Craters and Bubbles

The back of a bucket of gesso has instructions on how to get a smooth surface on your canvas, and gives silly advice such as using fine-grained sandpaper in between coats, thinning the gesso with water, and so on. A painting is simply that, it’s paint on a canvas. Pretending otherwise does a disservice to the viewer.


Texture is my friend; I like seeing the thread of the canvas, bubbles and brushstrokes in the gesso, and I do my best to encourage these features in my work. Of course, this could be simply that I’m too impatient an artist to meticulously render a photograph-like image on the canvas. I could probably do this; I learned how to do it in art school, at least with a pencil, but it’s no fun at all.

I’d rather let the whims of how the turpentine flows, how the canvas responds to a brush, and how well the paint mixes that day determine what I end up painting. Producing a pitted and scarred canvas is simply adding to that process.

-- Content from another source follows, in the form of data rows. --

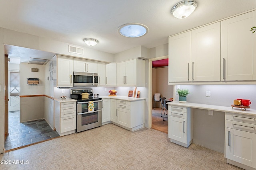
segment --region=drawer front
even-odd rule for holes
[[[186,107],[177,106],[171,106],[171,107],[169,106],[168,108],[169,110],[172,111],[187,113],[187,107]]]
[[[116,107],[119,108],[121,108],[122,109],[125,109],[130,110],[130,106],[127,104],[117,104]]]
[[[187,113],[177,111],[173,110],[168,111],[168,114],[171,116],[180,117],[183,119],[187,119]]]
[[[226,114],[227,120],[256,125],[256,116],[228,112]]]
[[[116,103],[122,104],[126,104],[127,105],[130,105],[131,102],[130,102],[126,101],[125,100],[116,100]]]
[[[227,120],[226,127],[256,133],[256,125],[253,124]]]
[[[76,107],[76,102],[75,102],[61,103],[60,107]]]

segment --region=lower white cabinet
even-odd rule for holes
[[[102,99],[102,124],[105,125],[110,121],[110,99]]]
[[[144,127],[144,102],[111,99],[111,123],[131,131]]]
[[[246,169],[256,168],[255,118],[226,113],[225,153],[228,163]]]
[[[168,137],[171,142],[187,148],[193,139],[191,108],[170,106],[168,110]]]
[[[54,100],[54,124],[60,136],[74,133],[76,129],[76,102]]]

Right now, I’m working on a painting of a schoolbus. The bus itself is fairly straightforward; various shades of yellow and orange, with a very dark brown for the undercarriage, matching the color of the silhouetted house in the distance. I added the sky last night, and one would think that light blue would add very little to an image. One would be wrong.

The sky fades from darker to lighter blue, to almost white in some places. The nitrogen brushstrokes add an energy to the painting that changes it significantly, from a static scene to one with a coiling, angry energy. As I painted the blues, the imperfections in the canvas kept getting in the way, sometimes making me change my plans, sometimes enhancing what I was doing.


With a flat, static canvas, I can pretty much tell you how a canvas will turn out; However, with a canvas like the surface of the moon, it feels like I’m painting on a wall or a floor, at the mercy of whatever fell on the canvas and dried there.


I have a drawer in my cabinet of art supplies that’s filled with canvas strips and scraps, left over from other canvases; perhaps I should stitch them together. Anyone have any thoughts as to what such a Frankencanvas should hold?